= Paul Nazaroff =

Russian geologist known for revolutionary ideas

Paul Nazaroff (Pavel Stepanovich Nazarov; Russian: Па́вел Степа́нович Наза́ров; died 1942) was a Russian geologist and writer who was caught up in the Russian Revolution, and became the leader of a plot to overthrow Bolshevik rule in Central Asia.

==Biography==
He was born in Orenburg about 1890, the son of the local mayor and mine owner. He qualified as a geologist at the University of Moscow. In August 1918 he was living openly at Tashkent under the local Soviet, while aiding both White and British Forces in Central Asia with information and assistance to help forestall the spread of Bolshevik power in the region. Arrested by the CHEKA in October 1918, he was one of the main organisers of a coup which temporarily overthrew the Tashkent Soviet on 6 January 1919, and incidentally freed him from prison. This was defeated when the railway workers changed sides when they learned that the new government was royalist and reactionary. Nazaroff himself managed to evade the pursuing Bolsheviks and escaped through the mountains to Kashgar in China in early 1920, as he tells in his book Hunted Through Central Asia (translated into English in 1932 and reissued in 2002).
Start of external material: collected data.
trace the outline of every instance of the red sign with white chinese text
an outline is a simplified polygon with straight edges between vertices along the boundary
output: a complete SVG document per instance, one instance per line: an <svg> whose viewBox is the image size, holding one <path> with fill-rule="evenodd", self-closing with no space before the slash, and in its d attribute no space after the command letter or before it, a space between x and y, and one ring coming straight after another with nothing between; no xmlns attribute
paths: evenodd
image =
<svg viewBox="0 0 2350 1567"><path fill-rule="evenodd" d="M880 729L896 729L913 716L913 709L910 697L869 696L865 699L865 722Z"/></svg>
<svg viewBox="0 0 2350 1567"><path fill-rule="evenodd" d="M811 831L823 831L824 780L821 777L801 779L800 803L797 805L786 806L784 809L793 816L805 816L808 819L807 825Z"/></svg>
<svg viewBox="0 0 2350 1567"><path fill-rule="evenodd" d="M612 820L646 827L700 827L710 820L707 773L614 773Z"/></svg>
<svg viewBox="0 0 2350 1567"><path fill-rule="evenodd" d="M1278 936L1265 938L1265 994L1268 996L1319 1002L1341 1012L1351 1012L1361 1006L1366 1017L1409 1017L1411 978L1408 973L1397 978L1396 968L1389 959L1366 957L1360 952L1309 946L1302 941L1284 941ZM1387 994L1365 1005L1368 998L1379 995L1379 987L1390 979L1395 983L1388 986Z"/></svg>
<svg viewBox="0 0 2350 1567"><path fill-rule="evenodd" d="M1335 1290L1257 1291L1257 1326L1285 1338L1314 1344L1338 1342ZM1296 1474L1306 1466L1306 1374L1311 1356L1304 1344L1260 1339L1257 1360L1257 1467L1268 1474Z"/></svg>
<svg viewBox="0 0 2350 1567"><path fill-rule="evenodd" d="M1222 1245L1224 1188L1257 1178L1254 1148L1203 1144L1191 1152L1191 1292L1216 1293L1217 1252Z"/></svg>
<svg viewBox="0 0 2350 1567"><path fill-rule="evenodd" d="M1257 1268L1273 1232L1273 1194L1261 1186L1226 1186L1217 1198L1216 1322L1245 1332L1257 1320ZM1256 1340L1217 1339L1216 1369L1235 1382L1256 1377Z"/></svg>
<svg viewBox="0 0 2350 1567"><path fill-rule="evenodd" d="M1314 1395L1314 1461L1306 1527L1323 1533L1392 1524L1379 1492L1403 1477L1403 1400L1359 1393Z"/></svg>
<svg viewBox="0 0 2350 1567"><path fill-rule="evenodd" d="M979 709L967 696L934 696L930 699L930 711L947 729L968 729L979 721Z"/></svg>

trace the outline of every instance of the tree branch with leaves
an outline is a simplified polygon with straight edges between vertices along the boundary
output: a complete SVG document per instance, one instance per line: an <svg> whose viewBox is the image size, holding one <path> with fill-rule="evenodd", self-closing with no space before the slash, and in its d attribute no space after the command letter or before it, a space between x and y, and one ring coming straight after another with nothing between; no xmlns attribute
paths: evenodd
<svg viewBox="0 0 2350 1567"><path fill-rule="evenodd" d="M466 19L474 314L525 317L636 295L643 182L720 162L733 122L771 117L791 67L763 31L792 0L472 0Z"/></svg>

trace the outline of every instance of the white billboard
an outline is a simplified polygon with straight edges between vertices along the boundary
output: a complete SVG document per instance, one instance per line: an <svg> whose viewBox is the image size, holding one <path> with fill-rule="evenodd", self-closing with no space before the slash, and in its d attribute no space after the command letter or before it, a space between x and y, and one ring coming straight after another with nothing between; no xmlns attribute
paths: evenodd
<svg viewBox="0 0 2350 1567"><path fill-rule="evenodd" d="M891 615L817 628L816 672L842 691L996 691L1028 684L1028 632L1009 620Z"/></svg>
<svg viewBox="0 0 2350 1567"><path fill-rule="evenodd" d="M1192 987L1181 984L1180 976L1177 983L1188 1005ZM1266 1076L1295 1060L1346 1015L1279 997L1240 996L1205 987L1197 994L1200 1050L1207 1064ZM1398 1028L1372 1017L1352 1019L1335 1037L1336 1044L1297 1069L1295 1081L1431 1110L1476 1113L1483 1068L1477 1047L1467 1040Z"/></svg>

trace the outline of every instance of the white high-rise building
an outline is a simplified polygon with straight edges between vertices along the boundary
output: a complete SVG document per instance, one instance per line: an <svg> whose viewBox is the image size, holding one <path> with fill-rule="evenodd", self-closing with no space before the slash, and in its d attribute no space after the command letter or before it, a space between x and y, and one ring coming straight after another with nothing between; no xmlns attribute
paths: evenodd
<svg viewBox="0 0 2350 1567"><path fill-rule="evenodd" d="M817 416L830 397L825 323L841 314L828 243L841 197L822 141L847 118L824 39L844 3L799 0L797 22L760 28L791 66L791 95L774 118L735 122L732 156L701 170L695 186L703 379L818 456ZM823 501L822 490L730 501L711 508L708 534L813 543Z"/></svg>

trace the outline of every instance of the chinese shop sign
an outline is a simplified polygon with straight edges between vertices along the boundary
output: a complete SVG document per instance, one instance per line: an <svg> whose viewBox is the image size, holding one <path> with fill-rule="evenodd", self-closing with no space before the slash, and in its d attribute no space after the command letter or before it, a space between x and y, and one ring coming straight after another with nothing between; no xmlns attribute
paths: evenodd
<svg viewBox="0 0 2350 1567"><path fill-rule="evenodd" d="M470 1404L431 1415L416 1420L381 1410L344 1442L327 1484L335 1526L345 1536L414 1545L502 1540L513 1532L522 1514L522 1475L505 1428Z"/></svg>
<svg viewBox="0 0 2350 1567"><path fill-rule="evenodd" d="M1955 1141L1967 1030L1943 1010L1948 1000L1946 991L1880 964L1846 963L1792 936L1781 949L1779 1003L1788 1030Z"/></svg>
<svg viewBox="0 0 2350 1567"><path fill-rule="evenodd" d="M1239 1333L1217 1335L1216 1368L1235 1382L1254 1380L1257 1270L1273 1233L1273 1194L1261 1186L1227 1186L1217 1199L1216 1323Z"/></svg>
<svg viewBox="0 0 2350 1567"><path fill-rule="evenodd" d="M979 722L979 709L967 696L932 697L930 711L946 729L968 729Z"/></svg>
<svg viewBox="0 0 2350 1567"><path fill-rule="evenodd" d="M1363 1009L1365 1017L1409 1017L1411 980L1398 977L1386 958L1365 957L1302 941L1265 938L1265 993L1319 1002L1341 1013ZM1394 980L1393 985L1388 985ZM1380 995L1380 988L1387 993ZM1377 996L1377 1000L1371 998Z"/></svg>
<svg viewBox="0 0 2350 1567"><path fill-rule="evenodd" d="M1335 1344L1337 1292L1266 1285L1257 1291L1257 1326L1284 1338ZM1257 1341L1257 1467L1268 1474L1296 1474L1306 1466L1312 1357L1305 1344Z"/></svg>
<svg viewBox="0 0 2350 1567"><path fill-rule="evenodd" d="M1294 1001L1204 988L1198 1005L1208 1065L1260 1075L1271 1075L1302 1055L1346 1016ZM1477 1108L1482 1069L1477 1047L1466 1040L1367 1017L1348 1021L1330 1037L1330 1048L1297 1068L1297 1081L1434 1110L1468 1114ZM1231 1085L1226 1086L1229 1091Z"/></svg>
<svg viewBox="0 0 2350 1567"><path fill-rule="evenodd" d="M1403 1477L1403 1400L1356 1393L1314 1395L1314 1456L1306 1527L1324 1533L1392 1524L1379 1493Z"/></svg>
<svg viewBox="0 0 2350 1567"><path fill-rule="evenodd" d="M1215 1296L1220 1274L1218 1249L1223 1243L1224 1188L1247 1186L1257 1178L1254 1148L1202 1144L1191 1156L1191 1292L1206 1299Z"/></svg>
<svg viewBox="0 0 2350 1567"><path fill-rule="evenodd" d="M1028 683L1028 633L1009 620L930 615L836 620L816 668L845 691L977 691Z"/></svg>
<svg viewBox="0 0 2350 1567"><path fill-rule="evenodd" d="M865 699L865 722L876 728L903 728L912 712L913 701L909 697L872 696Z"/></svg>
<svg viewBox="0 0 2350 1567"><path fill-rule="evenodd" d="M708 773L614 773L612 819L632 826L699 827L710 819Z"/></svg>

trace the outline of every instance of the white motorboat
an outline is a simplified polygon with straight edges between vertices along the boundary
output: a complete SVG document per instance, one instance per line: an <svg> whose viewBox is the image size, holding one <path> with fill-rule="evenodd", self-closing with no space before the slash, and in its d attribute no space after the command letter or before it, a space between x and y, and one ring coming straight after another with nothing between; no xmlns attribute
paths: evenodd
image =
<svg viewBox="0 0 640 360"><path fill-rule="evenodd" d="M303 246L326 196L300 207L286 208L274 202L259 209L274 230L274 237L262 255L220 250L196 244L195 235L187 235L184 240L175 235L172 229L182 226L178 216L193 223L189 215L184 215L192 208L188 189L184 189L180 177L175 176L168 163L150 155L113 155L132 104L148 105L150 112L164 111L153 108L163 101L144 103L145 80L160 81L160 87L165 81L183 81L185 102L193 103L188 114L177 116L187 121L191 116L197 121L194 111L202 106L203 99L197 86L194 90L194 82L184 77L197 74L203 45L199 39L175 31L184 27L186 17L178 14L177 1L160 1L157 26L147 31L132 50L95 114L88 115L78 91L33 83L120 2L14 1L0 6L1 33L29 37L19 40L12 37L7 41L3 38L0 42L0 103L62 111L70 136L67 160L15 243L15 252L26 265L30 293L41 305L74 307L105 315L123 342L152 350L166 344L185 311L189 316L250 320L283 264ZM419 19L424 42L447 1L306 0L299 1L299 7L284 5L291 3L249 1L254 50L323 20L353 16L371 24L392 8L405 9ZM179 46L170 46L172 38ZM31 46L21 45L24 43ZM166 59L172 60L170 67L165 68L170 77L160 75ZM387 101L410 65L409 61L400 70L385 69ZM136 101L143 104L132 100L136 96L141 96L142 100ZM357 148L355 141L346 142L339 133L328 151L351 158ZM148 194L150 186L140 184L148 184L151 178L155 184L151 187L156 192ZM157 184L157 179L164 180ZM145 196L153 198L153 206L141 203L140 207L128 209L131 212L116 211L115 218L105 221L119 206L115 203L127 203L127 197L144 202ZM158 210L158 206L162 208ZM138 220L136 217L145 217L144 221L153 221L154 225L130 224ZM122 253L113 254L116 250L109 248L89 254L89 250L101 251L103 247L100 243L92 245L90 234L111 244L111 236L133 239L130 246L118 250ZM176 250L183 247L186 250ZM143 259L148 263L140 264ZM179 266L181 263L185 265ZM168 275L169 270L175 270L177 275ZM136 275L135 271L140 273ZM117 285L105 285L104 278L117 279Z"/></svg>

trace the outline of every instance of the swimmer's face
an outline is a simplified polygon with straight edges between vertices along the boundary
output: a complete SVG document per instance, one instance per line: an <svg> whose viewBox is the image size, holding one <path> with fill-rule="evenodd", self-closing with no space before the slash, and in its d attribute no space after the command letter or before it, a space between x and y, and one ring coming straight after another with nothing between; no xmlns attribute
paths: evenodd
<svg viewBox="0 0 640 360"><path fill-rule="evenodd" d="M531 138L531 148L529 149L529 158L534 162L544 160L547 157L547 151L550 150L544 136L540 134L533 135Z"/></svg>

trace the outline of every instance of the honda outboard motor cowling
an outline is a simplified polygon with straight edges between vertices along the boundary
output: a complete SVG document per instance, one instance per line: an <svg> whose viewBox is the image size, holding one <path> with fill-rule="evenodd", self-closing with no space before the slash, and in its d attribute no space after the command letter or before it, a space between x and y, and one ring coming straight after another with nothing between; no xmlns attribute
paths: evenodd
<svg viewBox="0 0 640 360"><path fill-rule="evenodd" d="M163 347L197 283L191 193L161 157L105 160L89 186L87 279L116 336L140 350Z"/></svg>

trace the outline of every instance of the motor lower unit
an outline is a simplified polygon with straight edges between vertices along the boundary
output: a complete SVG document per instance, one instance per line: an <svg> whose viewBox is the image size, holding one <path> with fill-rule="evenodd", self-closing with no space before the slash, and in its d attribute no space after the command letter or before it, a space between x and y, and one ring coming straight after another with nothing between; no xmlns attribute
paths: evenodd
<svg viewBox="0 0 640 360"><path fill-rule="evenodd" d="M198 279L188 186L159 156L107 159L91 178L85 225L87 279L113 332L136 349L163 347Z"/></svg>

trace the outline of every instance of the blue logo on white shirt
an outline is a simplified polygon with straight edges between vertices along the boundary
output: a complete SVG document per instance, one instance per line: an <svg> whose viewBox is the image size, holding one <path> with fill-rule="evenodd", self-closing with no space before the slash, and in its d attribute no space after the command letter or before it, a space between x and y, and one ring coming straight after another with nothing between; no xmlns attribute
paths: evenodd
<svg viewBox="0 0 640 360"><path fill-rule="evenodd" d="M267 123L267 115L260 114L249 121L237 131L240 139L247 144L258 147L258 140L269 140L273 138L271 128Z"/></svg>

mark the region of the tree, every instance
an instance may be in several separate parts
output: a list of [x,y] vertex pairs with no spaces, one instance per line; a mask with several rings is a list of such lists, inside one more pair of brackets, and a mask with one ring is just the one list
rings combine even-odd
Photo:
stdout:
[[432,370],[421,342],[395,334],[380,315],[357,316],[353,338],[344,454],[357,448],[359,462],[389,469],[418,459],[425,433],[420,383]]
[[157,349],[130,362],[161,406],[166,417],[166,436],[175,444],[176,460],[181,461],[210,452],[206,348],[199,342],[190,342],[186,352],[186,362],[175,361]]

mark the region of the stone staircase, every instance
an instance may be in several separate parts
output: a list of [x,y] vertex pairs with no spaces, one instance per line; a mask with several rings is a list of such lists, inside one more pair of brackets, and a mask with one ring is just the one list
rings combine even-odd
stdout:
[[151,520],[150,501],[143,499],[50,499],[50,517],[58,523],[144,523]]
There in Kashgar he continued to be an important source of information for both the Chinese and British authorities, but in August 1924, he decided to leave in wake of the Chinese Government's recognition of Soviet Russia. He then made another difficult journey over the Himalayas to Kashmir and India. He later moved to London in search of work as a geologist, before accepting an assignment in Equatorial Africa, far as he hoped from Soviet agents. It was there he met Malcolm Burr who encouraged him to write (and translated) an account of his adventures. Later he settled in South Africa where he died in 1942 at Johannesburg. He was married but his wife does not seem to have escaped or survived the civil war. Peter Hopkirk's Setting the East Ablaze also gives details of Nazaroff's adventures.

==Published works==

- Hunted through Central Asia, Paul Nazaroff, 1932.
- Moved On! from Kashgar to Kashmir, Paul Nazaroff, 1935.
- Kapchigai Defile: the journal of Paul Nazaroff, Paul Nazaroff, 1980.
- What are the Zimbabwe Ruins? The solution of their secret, Extract from: Blackwood's Magazine, June 1931, pp. 765–792.